Abstract: Organizations have long used relational databases for a wide variety of data-intensive applications. Data scientists and analysts need to understand how to work with relational databases, particularly for common data science tasks, such as finding, exploring, analyzing and extracting data within a relational database. SQL is an expressive declarative language designed for working with tabular data. Since its inception, new features have been added that allow for complex expressions and computation, such as regular expressions, sliding window functions, and analytical operations that create non-relational results. Understanding the advanced features of SQL will help data scientists reduce the need for programming custom data manipulation functionality.
The tutorial begins with a brief overview of SQL and then delves into the five major topics a data scientist should understand when working with relational databases: basic statistics in SQL, data preparation in SQL, advanced filtering and data aggregation, window functions, and using relational databases with analytics tools, such as Jupyter Notebooks and RStudio. The first segment of the tutorial will review descriptive statistical functions, filtering, and basic aggregation. Next, we will turn our attention to data preprocessing and review extracting and reformatting strings, reformatting numeric data, and filtering with regular expression. The third segment examines how to use subqueries, joins, rollups, cubes as well as tips for finding Top N results.
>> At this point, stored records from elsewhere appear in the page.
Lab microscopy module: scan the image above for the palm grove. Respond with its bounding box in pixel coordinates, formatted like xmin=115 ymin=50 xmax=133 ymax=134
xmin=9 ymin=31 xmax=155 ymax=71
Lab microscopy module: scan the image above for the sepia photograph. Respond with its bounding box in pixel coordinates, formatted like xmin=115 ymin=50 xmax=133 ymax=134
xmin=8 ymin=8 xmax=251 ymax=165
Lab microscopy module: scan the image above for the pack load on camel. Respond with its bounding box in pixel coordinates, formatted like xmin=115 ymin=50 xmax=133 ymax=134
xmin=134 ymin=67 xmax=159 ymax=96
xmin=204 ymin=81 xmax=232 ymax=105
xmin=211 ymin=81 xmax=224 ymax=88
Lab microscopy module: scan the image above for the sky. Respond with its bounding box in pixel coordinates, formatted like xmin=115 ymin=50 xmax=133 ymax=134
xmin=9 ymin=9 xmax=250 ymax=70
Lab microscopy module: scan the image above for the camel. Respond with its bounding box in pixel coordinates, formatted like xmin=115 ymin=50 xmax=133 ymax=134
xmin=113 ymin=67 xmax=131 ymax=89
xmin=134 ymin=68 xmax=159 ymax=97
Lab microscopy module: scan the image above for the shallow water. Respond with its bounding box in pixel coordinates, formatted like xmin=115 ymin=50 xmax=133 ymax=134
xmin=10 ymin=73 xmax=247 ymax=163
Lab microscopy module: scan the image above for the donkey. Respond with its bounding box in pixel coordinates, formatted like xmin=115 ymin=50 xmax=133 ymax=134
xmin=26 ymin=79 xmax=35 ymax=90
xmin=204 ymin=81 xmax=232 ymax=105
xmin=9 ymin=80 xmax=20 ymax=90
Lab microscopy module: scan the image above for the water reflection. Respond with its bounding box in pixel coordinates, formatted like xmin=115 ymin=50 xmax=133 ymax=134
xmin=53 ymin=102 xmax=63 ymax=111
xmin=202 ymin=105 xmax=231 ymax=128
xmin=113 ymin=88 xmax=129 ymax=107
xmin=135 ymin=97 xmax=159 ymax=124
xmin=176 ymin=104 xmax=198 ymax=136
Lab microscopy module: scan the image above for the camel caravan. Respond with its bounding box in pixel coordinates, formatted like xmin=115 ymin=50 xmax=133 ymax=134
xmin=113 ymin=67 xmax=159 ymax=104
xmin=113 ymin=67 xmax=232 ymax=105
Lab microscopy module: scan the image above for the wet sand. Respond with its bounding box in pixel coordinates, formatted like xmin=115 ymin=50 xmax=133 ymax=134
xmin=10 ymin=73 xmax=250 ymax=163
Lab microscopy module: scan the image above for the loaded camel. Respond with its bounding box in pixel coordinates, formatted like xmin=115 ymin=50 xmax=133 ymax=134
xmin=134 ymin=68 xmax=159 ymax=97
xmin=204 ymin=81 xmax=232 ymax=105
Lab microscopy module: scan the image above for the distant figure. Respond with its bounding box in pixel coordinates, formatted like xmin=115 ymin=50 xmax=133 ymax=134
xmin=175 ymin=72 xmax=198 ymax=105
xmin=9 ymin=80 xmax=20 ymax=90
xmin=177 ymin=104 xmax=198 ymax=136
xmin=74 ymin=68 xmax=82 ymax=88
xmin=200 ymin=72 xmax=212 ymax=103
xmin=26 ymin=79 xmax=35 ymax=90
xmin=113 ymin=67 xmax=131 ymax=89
The fourth segment of the tutorial will show how to work with streaming and other windowed data, including specifying partitions, computing rank, lag, lead, and creating buckets with the NTILE function. In the final segment, we will demonstrate how to query relational databases using SQL with Python and R.
Bio: Dan Sullivan is a Principal Engineer and Architect with New Relic where he focuses on cloud architecture, data science, machine learning, and data architecture. He is the author of six books, most recently on cloud and NoSQL databases, as well as several online courses on machine learning, data science, and cloud computing that have had over 1 million views. Dan holds a doctorate in genetics, bioinformatics, and computational biology. His peer-reviewed research has been published in PloS One, Nucleic Acid Research, Infection and Immunity, and the Journal of Proteomics and Genomics Research.